Hamilton also expects Fudge to face questions on whether she supports, and how she’d oversee the enactment of, some of Biden’s most ambitious legislative proposals, like turning federal housing assistance into an entitlement program, akin to Medicaid.
“She will get a lot of questions about her views on expanding Section 8 housing choice vouchers to be an income-based entitlement, increasing allocations to the Housing Trust Fund, and other HUD programs that the Biden administration has said it wants to see expanded but would require congressional action first,” Hamilton said.
Hamilton argued that the bipartisan proposals go hand in hand with the more progressive policy goals.
“If zoning isn’t reformed to actually allow housing to be built, then vouchers can help the lowest income residents with housing affordability but can’t make more houses available in the places where people want to live if zoning is a barrier,” she said, adding that many public housing developments are blocked by local zoning rules requiring single unit houses with large yards.

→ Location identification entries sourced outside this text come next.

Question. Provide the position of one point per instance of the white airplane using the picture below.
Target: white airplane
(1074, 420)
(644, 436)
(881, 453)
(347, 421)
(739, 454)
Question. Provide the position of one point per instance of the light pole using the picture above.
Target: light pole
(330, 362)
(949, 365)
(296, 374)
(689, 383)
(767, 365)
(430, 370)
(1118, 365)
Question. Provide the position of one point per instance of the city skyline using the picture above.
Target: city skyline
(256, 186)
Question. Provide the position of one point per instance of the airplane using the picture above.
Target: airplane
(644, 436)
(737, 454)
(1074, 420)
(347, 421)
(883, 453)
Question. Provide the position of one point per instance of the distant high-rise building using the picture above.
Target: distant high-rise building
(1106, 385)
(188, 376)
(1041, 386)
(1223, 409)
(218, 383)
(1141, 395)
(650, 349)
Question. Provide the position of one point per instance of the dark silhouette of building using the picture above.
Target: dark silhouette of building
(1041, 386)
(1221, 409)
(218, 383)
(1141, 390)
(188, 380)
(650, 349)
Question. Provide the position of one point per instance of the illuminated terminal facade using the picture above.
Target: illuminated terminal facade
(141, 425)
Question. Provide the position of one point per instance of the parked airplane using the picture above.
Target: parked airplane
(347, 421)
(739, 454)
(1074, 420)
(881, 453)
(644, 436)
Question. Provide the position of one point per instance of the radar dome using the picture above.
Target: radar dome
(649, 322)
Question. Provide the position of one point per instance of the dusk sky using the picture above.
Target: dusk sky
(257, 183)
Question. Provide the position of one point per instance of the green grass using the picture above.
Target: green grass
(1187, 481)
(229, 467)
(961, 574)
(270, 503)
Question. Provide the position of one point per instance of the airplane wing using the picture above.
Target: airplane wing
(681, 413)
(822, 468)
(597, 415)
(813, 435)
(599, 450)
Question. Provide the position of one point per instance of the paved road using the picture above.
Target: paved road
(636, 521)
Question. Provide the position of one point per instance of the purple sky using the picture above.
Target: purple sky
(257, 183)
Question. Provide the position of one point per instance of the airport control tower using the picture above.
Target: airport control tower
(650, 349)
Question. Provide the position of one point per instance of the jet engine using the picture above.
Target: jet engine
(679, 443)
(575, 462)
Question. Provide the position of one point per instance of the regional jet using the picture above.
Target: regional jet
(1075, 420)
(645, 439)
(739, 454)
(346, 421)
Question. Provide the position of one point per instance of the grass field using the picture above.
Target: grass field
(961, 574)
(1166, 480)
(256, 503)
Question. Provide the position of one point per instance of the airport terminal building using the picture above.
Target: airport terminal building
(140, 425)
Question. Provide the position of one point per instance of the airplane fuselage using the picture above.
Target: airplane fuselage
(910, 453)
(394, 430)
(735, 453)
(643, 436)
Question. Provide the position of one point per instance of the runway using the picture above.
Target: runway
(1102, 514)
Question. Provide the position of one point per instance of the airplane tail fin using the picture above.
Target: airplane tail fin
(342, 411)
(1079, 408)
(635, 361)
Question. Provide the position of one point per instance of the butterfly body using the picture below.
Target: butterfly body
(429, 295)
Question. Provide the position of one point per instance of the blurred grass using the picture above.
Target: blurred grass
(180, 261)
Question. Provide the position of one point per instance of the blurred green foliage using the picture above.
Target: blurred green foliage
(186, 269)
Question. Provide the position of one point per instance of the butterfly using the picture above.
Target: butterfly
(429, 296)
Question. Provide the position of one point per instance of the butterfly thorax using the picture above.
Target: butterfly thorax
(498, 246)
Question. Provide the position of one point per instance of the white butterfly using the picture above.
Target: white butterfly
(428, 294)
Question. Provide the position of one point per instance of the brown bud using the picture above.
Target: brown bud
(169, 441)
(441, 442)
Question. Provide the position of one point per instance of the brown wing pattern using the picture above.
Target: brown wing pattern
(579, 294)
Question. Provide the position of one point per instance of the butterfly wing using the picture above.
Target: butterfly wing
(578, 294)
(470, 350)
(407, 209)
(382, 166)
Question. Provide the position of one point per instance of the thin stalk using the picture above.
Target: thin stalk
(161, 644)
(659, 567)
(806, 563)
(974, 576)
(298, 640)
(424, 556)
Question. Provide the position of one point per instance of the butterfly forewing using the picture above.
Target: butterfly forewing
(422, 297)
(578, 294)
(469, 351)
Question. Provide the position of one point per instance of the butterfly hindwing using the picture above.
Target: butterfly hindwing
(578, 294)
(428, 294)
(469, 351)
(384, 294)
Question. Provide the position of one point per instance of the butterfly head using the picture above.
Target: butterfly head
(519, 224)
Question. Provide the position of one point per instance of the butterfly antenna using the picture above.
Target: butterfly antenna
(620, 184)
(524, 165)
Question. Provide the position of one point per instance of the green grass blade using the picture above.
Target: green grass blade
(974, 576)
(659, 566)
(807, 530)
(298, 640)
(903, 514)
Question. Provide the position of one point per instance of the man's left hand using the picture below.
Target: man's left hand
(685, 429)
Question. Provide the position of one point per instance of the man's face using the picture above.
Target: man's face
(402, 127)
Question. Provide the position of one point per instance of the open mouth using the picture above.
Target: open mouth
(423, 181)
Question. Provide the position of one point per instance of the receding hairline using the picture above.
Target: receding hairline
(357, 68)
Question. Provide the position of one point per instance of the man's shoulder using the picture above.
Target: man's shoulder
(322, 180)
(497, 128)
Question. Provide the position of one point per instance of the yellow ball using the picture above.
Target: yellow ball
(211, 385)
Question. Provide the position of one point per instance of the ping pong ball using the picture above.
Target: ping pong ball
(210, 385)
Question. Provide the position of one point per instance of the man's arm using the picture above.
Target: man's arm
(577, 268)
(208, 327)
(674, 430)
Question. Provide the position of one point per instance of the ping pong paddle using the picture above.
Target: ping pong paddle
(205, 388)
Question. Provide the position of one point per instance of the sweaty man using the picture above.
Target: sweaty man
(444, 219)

Fudge can also expect questions on how she’ll implement some of the executive orders and presidential memoranda Biden has already issued, including one extending a pandemic-related eviction and foreclosure moratorium to the end of March.
Biden signed a memo Tuesday directing HUD to reexamine some regulatory changes made by the Trump administration. If confirmed, Fudge would likely reinstate versions of the Affirmatively Furthering Fair Housing rule and the disparate impact standard, which were promulgated under President Barack Obama.
While civil rights advocates decried the Trump administration’s weakening of the Affirmatively Furthering Fair Housing rule, many housing experts — both conservatives and liberals — said the rule had little impact on local policies. The Obama-administration AFFH required HUD-grantees to develop — but not necessarily implement — plans to address barriers to integration.
Fudge may be asked how she’d not just reinstate the rule, but improve upon it.
The AFFH rule emerged from obscurity during the 2020 election, when Trump claimed he was saving the suburbs from an influx of low-income housing by revoking it. One of the primary hopes of the AFFH was to encourage municipalities to loosen their land use restrictions to allow more affordable housing.
Until Trump’s attacks on the AFFH, conservatives had largely blamed local zoning rules for the lack of affordable housing in the U.S., saying it artificially restricted supply and added costs to development, particularly in rapidly growing parts of the country. Hamilton said she would keep an eye out Thursday to see if any Republican senators would continue Trump’s lines about the suburbs.
“It will be interesting to see if any members get into the politics of zoning where the Trump campaign picked up,” she said.
Such a move would bode ill for the hopes of using the carrot of CDBG money to encourage cities to remove zoning rules — a goal that many urban liberals share, but some suburban Democrats may oppose.